The Specialist Groups
DDS creates groups of specialists in each thematic area: economics, health, education, security, environment, and technology. These groups serve to inform the other subgroups, not to make decisions for them. Their role is to make complex issues understandable, not to use complexity as a justification for excluding citizens.
2.4 Non-Transferable Collective Property (NTCP)
The PCNT is one of the fundamental economic principles of DDS and has direct and profound implications for Chile, especially in relation to natural resources.
The PCNT establishes that certain goods and resources belong to the people permanently, collectively, and inalienably. They cannot be sold, privatized, or transferred to any private national or foreign entity. This property does not belong to the State (which can corrupt or hand it over) but to the people organized through the DDS structures.
- Applied to copper: Chilean copper belongs to the people of Chile. It can be mined with private participation under strictly regulated terms that benefit the people, but it can never be handed over as property to transnational corporations.
- Applied to lithium: Chilean lithium cannot be granted in a way that transfers strategic control to foreign hands. Chile can partner with companies for extraction and processing, but must maintain majority ownership and control over prices.
- Applied to land and water: Water resources and strategic agricultural lands are subject to PCNT (Plan for the Promotion of Natural Resources). Water in Chile cannot be a commodity traded on the stock exchange: it is a fundamental human right.

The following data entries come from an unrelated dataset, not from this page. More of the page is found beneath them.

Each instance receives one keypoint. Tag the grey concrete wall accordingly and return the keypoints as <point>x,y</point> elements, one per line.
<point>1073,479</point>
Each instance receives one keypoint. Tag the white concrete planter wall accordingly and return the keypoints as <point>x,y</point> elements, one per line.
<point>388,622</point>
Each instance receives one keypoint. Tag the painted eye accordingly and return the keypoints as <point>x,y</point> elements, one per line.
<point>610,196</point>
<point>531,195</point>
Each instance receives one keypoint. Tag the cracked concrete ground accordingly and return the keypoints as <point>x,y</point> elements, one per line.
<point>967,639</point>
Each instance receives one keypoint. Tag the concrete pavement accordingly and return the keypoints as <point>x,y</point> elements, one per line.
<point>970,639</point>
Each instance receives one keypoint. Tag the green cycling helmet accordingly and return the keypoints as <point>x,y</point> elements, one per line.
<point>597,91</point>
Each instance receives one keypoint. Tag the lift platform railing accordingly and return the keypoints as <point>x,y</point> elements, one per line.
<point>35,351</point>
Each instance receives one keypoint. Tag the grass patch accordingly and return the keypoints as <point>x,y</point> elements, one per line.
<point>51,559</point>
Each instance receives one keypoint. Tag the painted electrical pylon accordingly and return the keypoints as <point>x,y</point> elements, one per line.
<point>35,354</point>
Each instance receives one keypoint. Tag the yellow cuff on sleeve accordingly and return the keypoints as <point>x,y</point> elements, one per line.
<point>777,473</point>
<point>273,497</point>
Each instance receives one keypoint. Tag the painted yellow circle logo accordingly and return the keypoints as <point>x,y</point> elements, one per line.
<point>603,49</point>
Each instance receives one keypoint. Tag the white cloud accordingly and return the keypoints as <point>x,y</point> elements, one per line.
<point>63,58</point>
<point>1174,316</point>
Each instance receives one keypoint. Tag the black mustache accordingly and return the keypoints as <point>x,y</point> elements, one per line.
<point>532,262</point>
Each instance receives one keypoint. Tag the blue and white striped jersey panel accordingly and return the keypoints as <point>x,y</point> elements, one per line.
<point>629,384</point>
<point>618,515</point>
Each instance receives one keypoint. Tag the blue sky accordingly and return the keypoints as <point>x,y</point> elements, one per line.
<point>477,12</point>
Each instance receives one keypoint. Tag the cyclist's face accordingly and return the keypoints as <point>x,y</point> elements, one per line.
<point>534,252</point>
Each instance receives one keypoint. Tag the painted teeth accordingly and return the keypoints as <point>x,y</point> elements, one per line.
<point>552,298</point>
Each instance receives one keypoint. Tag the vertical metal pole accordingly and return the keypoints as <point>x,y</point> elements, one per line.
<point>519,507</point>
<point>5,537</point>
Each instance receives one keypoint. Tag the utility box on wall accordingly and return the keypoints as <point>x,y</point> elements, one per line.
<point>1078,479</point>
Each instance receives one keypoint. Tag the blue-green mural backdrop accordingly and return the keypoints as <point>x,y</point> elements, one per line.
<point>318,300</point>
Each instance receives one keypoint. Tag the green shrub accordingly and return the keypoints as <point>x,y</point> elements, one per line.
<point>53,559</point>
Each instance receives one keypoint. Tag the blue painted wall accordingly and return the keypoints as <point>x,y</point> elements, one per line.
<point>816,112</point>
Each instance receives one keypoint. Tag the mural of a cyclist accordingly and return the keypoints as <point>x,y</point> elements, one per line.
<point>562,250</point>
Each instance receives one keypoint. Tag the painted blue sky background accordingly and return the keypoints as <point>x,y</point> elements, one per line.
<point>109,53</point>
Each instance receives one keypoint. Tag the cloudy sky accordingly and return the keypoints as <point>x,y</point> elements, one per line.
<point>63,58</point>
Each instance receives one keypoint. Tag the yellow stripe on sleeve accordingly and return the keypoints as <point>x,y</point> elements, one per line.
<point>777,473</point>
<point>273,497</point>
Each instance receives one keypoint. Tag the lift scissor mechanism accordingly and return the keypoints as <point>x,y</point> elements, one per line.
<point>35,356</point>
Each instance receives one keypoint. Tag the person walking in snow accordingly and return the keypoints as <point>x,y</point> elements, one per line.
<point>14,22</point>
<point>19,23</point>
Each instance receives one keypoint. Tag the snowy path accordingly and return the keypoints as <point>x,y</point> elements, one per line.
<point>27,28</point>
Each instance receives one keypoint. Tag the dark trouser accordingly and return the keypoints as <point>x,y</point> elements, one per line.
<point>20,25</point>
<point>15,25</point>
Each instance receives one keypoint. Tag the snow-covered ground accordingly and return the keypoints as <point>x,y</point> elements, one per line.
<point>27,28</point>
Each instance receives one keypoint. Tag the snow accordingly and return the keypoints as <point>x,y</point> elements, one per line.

The Human Bridge (Ponte Umano)
Integrating AI systems into DDS requires a human coordination layer: the Human Bridge (Ponte Umano), comprised of authorized coordinators who ensure the smooth integration between ddsAI/allddsAI technologies and human teams. The Human Bridge guarantees that AI proposals are correctly understood, that dialogue between humans and AIs is effective, and that the principle of human sovereignty over decisions remains inviolable.
PART 3: POLITICAL PROGRAM
DDS does not seek to seize power within the existing political system and then reform it from within. DDS proposes to build a parallel system, superior in democratic legitimacy, that demonstrates its effectiveness through actions and that, with the growing support of citizens, gradually becomes the dominant system.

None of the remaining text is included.